Employee e = new Employee();
e.Name = "Riya";
e.Salary = 9000;   // invalid
e.Salary = 20000;  // valid


🧠 Property vs Field (Easy Comparison)

FieldProperty
Variable inside a classSmart wrapper over field
No validationSupports validation
Always direct accessCan restrict access
Not safe to exposeSafe to expose
Used internallyUsed for external access

🌈 Real-World Analogy

✔ Field → Bank Locker Inside Branch

You cannot open it directly.

✔ Property → The Bank Employee

You request them, and they check rules before allowing access.

This is encapsulation.


📝 Mini Exercise

Create a class Book with:

  • Auto property → Title
  • Backing field + property → Price (cannot be negative)
  • Read-only property → ISBN (generated automatically)

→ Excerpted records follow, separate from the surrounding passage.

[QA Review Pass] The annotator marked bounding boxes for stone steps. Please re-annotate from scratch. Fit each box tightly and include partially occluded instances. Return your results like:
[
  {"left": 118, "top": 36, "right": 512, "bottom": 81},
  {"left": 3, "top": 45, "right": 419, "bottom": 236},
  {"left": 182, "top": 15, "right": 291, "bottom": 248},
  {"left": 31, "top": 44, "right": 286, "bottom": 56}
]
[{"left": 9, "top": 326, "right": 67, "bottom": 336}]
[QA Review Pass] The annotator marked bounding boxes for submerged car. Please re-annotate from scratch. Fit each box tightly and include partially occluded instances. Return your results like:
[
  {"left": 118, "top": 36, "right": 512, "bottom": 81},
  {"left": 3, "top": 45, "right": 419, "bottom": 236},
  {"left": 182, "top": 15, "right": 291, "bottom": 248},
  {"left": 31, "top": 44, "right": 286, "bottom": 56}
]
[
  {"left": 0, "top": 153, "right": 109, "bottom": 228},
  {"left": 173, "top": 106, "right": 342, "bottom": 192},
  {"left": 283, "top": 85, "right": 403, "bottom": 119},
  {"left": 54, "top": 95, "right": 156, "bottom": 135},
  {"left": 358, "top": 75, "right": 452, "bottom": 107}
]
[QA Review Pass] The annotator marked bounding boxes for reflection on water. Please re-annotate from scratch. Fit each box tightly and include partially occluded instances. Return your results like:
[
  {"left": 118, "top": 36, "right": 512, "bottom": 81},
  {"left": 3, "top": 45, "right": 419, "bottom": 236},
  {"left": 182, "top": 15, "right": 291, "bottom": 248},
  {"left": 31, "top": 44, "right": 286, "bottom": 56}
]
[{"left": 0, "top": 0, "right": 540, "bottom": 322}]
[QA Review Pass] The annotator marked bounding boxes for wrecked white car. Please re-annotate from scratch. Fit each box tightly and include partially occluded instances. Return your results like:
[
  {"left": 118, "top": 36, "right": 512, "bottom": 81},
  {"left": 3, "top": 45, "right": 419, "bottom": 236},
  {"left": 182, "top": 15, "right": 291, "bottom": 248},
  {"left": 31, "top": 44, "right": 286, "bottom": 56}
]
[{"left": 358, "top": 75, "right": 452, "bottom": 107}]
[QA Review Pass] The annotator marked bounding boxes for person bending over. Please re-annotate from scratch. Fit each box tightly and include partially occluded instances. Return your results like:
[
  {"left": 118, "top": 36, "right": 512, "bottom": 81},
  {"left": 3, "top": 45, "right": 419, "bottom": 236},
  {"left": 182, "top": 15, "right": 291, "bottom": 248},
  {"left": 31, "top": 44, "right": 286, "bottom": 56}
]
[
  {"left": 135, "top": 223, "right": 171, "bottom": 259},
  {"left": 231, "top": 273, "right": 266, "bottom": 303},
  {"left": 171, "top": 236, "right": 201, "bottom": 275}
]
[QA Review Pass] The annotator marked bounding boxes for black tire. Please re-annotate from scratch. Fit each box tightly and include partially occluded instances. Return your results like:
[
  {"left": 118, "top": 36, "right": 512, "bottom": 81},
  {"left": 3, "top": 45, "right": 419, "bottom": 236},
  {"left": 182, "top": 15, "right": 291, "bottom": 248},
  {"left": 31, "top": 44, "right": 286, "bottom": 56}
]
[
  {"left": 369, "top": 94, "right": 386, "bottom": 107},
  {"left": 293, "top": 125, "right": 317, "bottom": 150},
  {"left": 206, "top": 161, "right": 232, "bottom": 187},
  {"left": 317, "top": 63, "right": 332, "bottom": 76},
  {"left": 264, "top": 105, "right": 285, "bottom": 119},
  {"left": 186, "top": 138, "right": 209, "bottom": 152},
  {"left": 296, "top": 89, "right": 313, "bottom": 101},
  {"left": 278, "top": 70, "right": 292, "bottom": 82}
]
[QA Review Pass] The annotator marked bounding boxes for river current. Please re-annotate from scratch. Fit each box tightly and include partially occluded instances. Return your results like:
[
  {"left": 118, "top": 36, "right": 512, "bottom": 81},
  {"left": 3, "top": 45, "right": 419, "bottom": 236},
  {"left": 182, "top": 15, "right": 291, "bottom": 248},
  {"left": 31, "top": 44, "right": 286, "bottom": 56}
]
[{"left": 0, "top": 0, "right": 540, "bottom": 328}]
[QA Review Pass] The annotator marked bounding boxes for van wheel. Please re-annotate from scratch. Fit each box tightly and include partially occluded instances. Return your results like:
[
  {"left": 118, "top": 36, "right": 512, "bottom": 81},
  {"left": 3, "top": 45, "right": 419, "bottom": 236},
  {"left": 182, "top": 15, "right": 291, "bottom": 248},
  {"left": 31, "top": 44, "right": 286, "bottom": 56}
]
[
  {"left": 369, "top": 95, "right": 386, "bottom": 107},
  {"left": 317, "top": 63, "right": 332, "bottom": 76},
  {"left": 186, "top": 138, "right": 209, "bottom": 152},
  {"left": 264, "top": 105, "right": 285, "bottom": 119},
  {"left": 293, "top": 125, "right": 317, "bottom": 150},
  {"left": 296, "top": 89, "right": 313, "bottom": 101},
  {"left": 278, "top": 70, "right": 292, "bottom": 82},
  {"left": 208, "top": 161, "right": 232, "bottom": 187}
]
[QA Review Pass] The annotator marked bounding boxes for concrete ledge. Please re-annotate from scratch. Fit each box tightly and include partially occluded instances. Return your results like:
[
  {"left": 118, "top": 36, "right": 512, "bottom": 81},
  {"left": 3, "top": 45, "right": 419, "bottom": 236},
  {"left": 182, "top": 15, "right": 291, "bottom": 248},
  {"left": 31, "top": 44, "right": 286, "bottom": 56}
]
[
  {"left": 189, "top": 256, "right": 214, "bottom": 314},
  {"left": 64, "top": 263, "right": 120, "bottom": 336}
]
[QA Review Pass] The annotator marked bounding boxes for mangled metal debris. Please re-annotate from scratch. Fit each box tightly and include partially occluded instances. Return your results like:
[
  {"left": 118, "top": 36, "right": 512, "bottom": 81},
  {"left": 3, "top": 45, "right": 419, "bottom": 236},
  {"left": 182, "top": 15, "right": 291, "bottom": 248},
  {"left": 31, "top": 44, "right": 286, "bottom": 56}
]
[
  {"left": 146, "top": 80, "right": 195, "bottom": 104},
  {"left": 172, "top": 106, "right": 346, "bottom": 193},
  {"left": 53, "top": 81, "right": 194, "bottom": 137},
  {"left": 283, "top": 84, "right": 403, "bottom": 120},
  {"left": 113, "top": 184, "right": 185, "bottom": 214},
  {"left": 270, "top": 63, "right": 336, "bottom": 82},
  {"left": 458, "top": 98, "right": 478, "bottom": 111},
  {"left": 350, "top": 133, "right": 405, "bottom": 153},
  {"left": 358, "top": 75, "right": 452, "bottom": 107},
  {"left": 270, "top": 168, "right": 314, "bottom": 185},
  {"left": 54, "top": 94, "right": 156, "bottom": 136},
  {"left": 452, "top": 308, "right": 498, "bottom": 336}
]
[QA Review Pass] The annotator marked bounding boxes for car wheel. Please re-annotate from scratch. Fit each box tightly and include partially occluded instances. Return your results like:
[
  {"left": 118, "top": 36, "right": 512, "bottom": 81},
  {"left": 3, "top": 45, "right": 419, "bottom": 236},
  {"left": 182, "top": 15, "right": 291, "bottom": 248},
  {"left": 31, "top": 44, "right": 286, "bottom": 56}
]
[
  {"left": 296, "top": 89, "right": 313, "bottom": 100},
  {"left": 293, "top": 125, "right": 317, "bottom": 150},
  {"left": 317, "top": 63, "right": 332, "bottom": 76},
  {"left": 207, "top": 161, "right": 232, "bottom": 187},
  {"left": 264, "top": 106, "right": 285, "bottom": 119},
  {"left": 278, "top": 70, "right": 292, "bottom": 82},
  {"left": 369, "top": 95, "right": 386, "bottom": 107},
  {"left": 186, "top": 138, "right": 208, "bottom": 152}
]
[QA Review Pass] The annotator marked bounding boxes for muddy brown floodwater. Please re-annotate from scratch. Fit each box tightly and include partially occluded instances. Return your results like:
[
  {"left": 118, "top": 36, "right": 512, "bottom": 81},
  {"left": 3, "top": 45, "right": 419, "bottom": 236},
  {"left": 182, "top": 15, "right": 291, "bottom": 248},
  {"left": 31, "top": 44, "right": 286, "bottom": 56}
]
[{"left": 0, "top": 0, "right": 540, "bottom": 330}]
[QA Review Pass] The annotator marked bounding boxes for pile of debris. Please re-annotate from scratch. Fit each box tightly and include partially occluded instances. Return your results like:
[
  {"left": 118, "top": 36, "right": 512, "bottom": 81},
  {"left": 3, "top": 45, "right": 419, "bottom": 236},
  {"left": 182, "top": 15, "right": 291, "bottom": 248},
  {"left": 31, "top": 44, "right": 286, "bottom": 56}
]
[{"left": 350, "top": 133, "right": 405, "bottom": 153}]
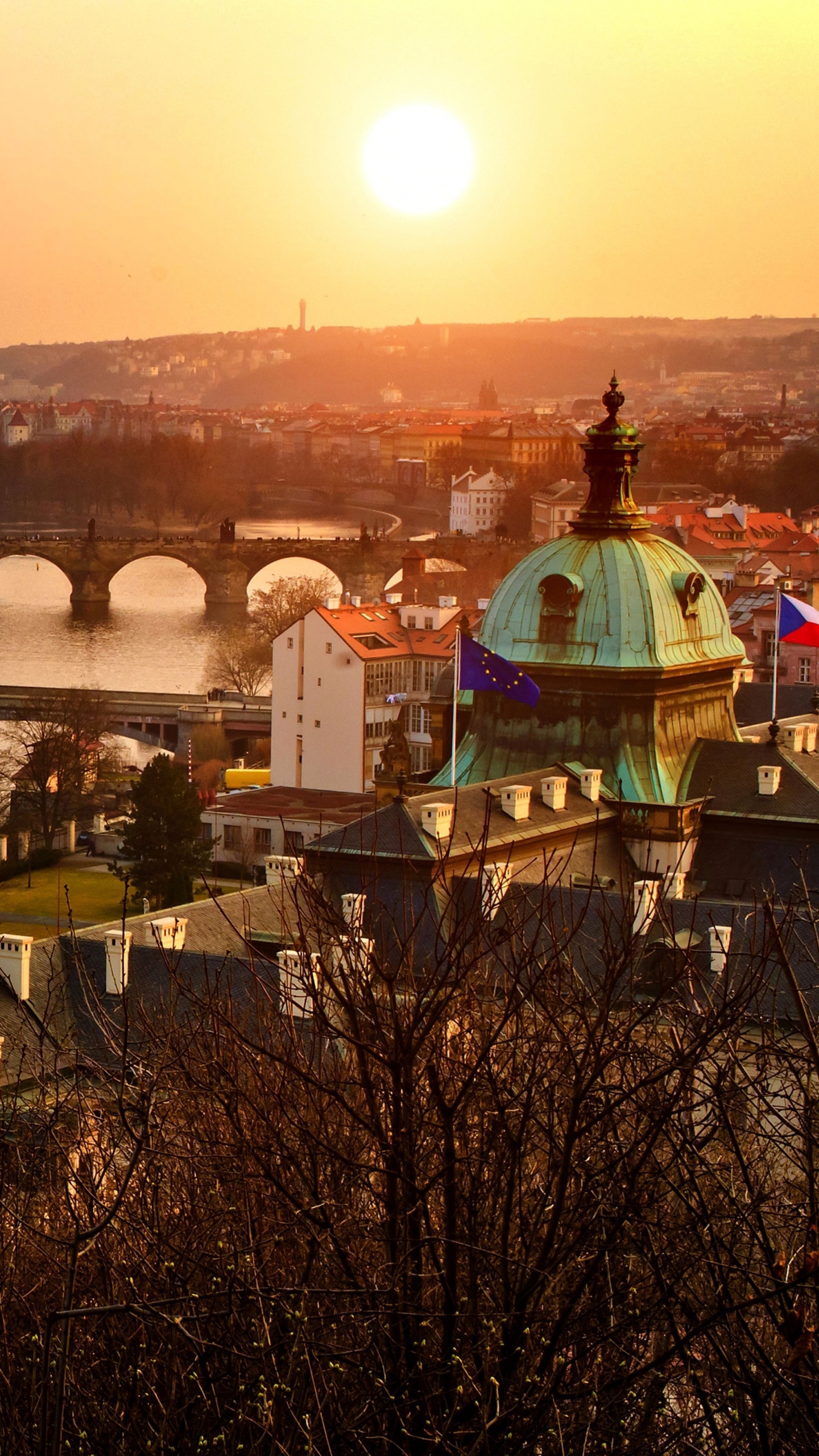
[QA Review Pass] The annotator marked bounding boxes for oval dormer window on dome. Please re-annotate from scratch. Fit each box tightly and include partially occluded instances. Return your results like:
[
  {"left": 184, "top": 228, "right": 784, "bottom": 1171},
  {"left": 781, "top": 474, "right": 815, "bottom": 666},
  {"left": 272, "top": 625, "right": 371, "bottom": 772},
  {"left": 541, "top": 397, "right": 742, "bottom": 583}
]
[
  {"left": 537, "top": 571, "right": 584, "bottom": 642},
  {"left": 672, "top": 571, "right": 705, "bottom": 617}
]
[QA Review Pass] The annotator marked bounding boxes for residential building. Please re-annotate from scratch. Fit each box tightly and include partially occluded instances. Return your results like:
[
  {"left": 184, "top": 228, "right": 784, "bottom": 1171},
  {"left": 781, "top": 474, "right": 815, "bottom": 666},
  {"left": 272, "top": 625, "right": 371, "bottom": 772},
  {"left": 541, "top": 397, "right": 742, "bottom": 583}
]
[
  {"left": 270, "top": 597, "right": 478, "bottom": 793},
  {"left": 449, "top": 470, "right": 511, "bottom": 536},
  {"left": 201, "top": 786, "right": 373, "bottom": 882}
]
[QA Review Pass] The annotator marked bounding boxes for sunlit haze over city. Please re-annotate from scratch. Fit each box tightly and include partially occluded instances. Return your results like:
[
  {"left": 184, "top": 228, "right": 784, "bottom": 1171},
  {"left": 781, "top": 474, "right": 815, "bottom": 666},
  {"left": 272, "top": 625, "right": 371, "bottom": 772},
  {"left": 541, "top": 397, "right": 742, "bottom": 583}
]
[{"left": 0, "top": 0, "right": 819, "bottom": 344}]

Create two books and print their details.


🔍 FAQs

Q1: Why not expose fields directly?

It breaks encapsulation and allows invalid data.

Q2: Can properties have both private get and public set?

Yes.

Example:

public int Age { private get; set; }

Q3: Can properties be virtual?

Yes, they can be overridden in derived classes.

Q4: Are auto-properties faster?

Yes, and they make code simpler.


🎉 Conclusion

You now understand:

✔ What properties are
✔ Why they are used
✔ Auto-properties
✔ Custom properties with backing fields
✔ Read-only and write-only properties
✔ Expression-bodied and init-only properties

Properties are the standard way to implement encapsulation in modern C#.